Rivers was formally charged with three counts of murder, arson, and possession of metal knuckles on November 14, 2016. In 2017, she pleaded not guilty to the charges; in 2018 she was ordered to stand trial on the murder charges. After years of delay, Rivers' jury trial on charges of murder began in late October 2022. The prosecution alleged that, motivated by Reed's exit from the women's motorcycle club they had both been members of, Rivers had gained Reed's trust in order to be allowed to spend the night in her and Wright's home.
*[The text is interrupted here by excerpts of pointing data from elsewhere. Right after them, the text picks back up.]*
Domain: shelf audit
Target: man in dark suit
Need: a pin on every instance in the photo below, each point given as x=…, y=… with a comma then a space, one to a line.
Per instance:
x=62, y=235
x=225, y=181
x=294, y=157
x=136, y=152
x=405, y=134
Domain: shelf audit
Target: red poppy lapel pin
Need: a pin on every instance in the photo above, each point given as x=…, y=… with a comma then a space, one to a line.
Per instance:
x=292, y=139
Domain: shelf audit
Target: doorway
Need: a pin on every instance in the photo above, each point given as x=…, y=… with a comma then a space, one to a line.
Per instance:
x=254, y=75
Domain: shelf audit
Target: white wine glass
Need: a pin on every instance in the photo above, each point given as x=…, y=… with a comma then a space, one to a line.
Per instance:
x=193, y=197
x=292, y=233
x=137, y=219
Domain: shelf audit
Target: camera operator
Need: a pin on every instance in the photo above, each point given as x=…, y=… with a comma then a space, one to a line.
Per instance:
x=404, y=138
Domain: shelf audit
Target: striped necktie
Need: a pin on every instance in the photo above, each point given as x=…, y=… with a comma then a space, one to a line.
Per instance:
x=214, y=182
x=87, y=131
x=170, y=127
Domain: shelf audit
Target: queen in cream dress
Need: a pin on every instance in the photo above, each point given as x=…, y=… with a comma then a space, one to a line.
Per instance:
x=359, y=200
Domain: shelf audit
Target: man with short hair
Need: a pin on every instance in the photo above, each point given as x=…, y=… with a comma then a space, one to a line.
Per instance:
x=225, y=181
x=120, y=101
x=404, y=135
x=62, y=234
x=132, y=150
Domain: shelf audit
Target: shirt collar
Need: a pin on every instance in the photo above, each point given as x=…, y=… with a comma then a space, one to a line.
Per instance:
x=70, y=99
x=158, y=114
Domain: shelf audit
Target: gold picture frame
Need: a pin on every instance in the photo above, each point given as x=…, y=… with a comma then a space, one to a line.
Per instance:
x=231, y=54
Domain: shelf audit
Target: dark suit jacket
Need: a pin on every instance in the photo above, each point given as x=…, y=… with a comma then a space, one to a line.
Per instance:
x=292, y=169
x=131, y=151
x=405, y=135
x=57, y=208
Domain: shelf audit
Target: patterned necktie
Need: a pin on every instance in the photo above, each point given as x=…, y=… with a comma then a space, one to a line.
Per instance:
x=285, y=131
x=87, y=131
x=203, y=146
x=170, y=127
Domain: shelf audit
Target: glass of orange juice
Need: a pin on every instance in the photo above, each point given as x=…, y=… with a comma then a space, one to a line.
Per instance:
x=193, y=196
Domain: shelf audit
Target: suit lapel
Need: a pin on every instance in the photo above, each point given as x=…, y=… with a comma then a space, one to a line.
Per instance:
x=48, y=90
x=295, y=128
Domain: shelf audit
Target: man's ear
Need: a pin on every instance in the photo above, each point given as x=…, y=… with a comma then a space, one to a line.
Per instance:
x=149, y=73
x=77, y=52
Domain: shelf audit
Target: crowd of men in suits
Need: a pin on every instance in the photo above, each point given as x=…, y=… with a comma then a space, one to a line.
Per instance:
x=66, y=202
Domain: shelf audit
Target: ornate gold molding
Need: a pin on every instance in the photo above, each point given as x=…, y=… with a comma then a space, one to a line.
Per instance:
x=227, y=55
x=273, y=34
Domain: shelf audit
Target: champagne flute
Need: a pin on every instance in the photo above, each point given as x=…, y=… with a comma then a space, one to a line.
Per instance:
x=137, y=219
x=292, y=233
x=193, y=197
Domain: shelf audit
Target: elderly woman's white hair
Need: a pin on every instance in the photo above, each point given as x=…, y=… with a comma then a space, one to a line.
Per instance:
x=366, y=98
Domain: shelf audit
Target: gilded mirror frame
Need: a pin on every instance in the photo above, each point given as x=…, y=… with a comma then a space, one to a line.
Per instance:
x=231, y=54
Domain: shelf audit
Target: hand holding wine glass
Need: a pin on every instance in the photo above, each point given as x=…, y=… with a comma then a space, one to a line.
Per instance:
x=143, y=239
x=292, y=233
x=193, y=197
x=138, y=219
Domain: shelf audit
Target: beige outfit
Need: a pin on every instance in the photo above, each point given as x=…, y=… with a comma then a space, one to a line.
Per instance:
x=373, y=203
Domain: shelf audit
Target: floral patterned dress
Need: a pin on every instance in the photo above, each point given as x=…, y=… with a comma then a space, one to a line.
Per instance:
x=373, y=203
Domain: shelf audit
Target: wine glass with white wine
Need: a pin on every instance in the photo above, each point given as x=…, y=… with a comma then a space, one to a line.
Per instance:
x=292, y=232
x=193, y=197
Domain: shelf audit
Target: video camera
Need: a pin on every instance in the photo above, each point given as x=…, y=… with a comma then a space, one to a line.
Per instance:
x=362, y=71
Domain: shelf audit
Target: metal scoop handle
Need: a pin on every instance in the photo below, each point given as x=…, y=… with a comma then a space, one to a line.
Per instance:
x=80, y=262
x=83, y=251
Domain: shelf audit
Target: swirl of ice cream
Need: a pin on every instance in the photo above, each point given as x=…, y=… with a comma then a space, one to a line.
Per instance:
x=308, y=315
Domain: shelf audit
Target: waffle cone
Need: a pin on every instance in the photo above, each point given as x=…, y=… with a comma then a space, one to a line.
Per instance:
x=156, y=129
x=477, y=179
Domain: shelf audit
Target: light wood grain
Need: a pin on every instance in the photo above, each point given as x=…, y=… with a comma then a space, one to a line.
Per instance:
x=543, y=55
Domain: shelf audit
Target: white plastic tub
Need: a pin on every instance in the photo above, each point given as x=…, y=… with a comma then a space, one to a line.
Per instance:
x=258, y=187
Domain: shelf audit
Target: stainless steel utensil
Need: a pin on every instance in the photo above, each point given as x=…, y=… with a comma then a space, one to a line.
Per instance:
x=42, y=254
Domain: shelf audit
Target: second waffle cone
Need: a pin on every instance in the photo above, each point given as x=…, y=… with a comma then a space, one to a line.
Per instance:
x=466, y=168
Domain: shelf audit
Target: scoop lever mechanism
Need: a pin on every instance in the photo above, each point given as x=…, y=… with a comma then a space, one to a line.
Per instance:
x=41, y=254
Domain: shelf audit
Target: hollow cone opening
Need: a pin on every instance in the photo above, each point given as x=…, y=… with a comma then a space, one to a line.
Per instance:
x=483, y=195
Rivers then shot the couple to death in their sleep, stabbing the corpses afterwards; she set fire to the garage in an attempt to remove evidence of the crime. On November 16, 2022, a jury found Rivers guilty on all charges. In January 2023, a judge ruled that she had been legally sane at the time of the murders. The same judge later sentenced Rivers to life in prison without the possibility of parole, calling it "the most depraved crime I ever handled in the criminal justice system in 33 years."